I think AA would be good for me. In the back of my mind I wanna finish the rest of the drugs in my possession but realize that’s probably not the wisest choice.
Last time I went to AA I didn’t feel accepted, but I think i’d be more accepted now.
I definitely don’t need rehab, as I’ve done that before and I’m not that bad. And I’m not sure if it’d ever get that bad again. But I don’t wanna live a life of misery and wasting money on pointless substances when I’ve gotten high enough already.
Maybe you should taper off, so you don’t suffer withdrawal, but like I said, you should talk to a doctor.

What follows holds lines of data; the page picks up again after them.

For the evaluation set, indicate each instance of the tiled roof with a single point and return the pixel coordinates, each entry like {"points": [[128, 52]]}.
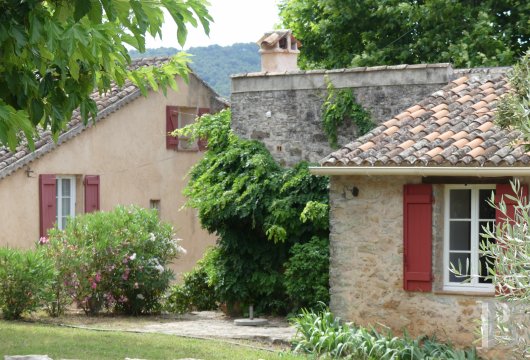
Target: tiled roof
{"points": [[107, 103], [361, 69], [452, 127]]}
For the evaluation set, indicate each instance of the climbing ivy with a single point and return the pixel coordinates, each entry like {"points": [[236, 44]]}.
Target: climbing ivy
{"points": [[340, 105], [259, 211]]}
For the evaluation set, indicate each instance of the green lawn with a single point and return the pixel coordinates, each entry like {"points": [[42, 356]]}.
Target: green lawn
{"points": [[17, 338]]}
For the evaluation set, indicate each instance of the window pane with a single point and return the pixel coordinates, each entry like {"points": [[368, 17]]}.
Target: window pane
{"points": [[485, 261], [485, 210], [66, 187], [460, 235], [460, 204], [485, 225], [460, 262], [66, 207]]}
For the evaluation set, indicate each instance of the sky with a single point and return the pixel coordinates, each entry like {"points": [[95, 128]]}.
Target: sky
{"points": [[235, 21]]}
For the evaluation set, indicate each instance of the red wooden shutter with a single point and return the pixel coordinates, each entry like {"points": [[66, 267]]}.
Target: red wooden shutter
{"points": [[91, 193], [500, 192], [172, 124], [417, 237], [203, 143], [47, 203]]}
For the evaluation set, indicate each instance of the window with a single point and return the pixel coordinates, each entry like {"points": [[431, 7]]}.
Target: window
{"points": [[187, 116], [466, 213], [178, 117], [65, 196], [155, 204]]}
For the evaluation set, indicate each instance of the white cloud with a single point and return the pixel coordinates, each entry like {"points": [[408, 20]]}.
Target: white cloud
{"points": [[235, 21]]}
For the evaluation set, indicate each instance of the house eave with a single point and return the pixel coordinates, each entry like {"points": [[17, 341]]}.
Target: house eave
{"points": [[420, 171]]}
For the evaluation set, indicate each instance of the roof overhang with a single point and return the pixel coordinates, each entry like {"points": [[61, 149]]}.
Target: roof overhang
{"points": [[421, 171]]}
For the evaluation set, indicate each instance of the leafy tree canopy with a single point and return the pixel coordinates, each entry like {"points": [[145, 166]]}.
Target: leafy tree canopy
{"points": [[214, 63], [54, 53], [514, 108], [343, 33]]}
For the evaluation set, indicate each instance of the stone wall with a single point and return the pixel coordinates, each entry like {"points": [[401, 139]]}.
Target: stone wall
{"points": [[283, 110], [366, 266]]}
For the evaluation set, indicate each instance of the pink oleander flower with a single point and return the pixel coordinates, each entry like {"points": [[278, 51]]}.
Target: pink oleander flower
{"points": [[125, 275], [44, 240]]}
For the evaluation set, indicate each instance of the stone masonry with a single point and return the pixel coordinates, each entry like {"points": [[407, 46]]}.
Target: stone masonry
{"points": [[366, 264], [283, 110]]}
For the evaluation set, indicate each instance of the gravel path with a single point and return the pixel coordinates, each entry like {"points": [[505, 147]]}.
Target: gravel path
{"points": [[203, 324], [213, 324]]}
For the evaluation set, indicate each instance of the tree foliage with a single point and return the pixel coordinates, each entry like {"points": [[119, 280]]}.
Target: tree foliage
{"points": [[343, 33], [254, 206], [214, 63], [508, 247], [339, 106], [55, 53], [514, 108]]}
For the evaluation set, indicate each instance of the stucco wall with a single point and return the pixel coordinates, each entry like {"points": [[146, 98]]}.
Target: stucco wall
{"points": [[366, 269], [128, 150], [283, 110]]}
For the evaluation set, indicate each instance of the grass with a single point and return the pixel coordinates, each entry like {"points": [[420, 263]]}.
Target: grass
{"points": [[18, 338]]}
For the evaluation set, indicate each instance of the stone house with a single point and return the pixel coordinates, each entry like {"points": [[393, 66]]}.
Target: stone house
{"points": [[124, 158], [281, 105], [409, 198]]}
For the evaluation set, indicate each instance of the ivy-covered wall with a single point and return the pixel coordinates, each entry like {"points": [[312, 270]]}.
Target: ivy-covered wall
{"points": [[284, 110]]}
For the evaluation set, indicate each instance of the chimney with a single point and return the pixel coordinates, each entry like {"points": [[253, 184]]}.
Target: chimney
{"points": [[279, 51]]}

What about inpatient treatment?
My drug of choice are hallucinogens. Right now I’m under the influence of LSD. I don’t get withdrawals. I don’t need inpatient. At worst I need IOP.
I’m not bad alcoholic, but if I have a couple beers, it leads to more beers, which eventually leads me to wanting to do LSD and shrooms and mescaline and ayahuasca, etc…, etc… It’s a vicious cycle.
Psychadelics seem pretty bad for someone with sz, but I don’t know.
Sobriety is the way to go man, its a long hard road but it is worth it.
Now that I’m sober, I’m addicted to food and other stuff. I’m trying to level myself out.
Maybe I can addicted to working out. That wouldn’t be the worst of addictions.
Best addiction I can think of.





















good on you 
…you will feel better for it… 
take care 
I was never ready before. There was still something to be conquered. Now I realize it’s unconquerable. And it’s not fun. And I will indeed feel better for it!
One of the things that motivates me is being the guy in the chair 30 years from now telling my war stories back in the 'teens of how I used to get messed up on all kinds of drugs and stuff…before you kids ever did
…talking to people half my age and them respecting me for being that OG who did drugs while they were still in the womb.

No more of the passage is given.